No extensive studies were done on fertility effects. As the carcinogenic potential on its own already warrants extensive restrictions, no additional restrictions are needed for effect on fertility, although the genotoxic properties suggest that fertility might be affected.
Part of the toxicity of benzotrichloride can be explained by its hydrolysis to benzoic acid, whose further metabolism can cause toxic effects. Benzoyl-CoA formation can deplete acetyl-CoA levels, hampering processes requiring acetyl-CoA, like gluconeogenesis via pyruvate carboxylase.[21] Hepatic ATP levels are also lowered by 70-80%, at doses of 720–1440 mg/kg benzoic acid via intraperitoneal injection, by reducing acetyl-CoA availability for ATP production, which can have a wide range of consequences for affected cells. Ammonia toxicity can be amplified by benzoic acid, as it inhibits ureagenesis, reducing ammonia detoxification. Furthermore, benzoic acid can displace bilirubin from the albumins, posing a risk of bilirubin toxicity, as it diffuses into tissues.
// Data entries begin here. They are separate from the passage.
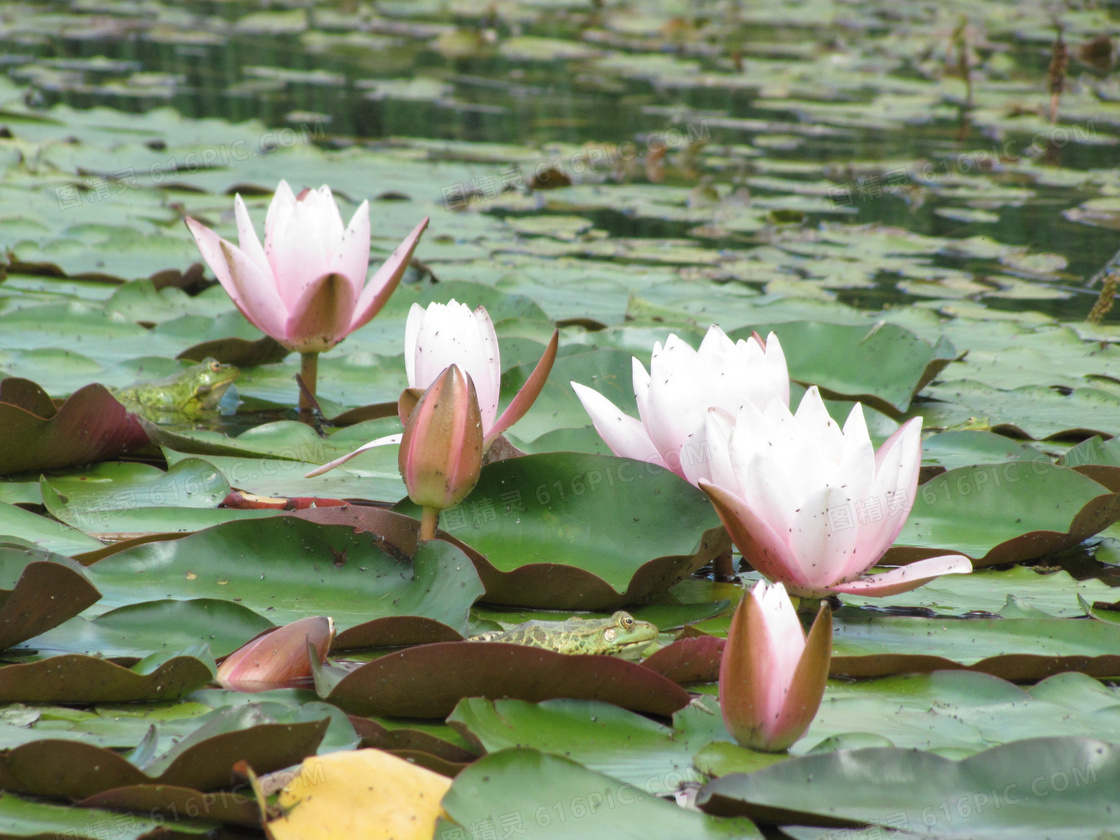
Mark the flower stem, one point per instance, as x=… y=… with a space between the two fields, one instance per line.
x=428 y=522
x=308 y=372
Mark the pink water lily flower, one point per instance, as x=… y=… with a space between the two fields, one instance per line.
x=306 y=286
x=673 y=398
x=771 y=677
x=814 y=506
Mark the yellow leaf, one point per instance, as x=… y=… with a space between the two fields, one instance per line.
x=363 y=793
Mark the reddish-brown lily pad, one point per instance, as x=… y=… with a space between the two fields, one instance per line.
x=87 y=427
x=49 y=589
x=693 y=659
x=80 y=680
x=57 y=767
x=1004 y=513
x=238 y=806
x=427 y=681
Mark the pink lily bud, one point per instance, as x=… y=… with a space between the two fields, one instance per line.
x=771 y=678
x=441 y=450
x=278 y=658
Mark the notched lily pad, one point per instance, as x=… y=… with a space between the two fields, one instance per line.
x=576 y=531
x=883 y=365
x=1041 y=786
x=1004 y=513
x=427 y=681
x=39 y=590
x=202 y=761
x=693 y=659
x=81 y=680
x=87 y=427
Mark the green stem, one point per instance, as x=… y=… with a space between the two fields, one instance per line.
x=308 y=372
x=428 y=522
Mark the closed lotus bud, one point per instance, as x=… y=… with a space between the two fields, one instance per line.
x=771 y=677
x=279 y=658
x=441 y=450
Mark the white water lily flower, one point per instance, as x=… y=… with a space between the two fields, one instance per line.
x=673 y=398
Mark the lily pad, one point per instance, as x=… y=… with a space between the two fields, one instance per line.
x=90 y=426
x=1013 y=649
x=603 y=532
x=1004 y=513
x=427 y=681
x=1058 y=785
x=269 y=736
x=38 y=591
x=270 y=565
x=86 y=680
x=549 y=796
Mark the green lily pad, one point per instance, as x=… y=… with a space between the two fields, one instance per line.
x=140 y=630
x=621 y=744
x=603 y=532
x=1013 y=649
x=267 y=735
x=22 y=819
x=549 y=796
x=427 y=681
x=1006 y=512
x=24 y=526
x=1058 y=785
x=270 y=566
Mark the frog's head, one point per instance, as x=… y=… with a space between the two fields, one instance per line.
x=621 y=635
x=203 y=385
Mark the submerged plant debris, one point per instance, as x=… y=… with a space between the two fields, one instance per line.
x=921 y=199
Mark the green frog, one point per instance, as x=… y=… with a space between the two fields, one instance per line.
x=189 y=393
x=621 y=635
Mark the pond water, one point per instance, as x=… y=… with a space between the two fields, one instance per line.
x=795 y=102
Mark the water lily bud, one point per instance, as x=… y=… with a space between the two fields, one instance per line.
x=278 y=658
x=441 y=450
x=771 y=677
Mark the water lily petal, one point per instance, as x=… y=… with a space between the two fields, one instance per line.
x=302 y=242
x=626 y=436
x=906 y=577
x=320 y=316
x=337 y=462
x=759 y=543
x=385 y=279
x=251 y=290
x=529 y=392
x=246 y=236
x=352 y=257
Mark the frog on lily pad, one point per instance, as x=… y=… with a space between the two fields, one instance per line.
x=189 y=393
x=619 y=635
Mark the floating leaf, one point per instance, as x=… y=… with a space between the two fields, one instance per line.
x=87 y=427
x=427 y=681
x=556 y=798
x=1002 y=513
x=1062 y=786
x=39 y=591
x=604 y=532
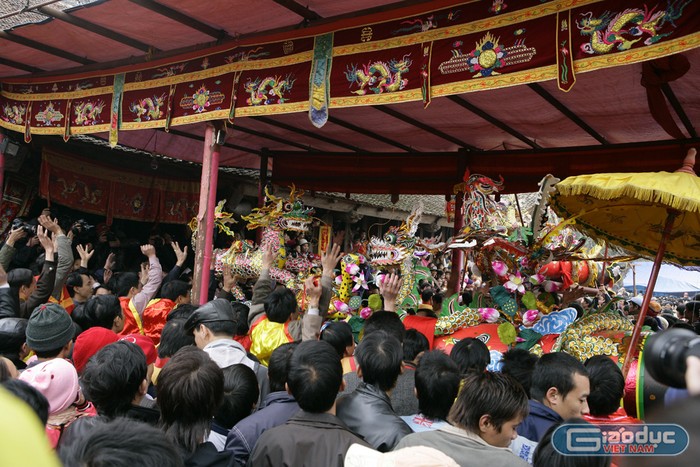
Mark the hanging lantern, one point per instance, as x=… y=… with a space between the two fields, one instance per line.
x=450 y=210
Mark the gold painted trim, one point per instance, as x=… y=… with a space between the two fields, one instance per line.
x=516 y=17
x=641 y=54
x=92 y=92
x=274 y=109
x=295 y=59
Benzoic acid was shown to be genotoxic in vitro.[22] Benzoic acid therefore might have a role in benzotrichloride carcinogenicity, but benzotrichloride has more carcinogenic potential than benzoic acid, suggesting that an intermediate in hydrolysis is responsible for at least part of the carcinogenicity.[1] Research showed that the mutagenicity was not caused by reactive oxygen species (ROS) increase, but it did not elucidate what metabolite was the main carcinogen.[23]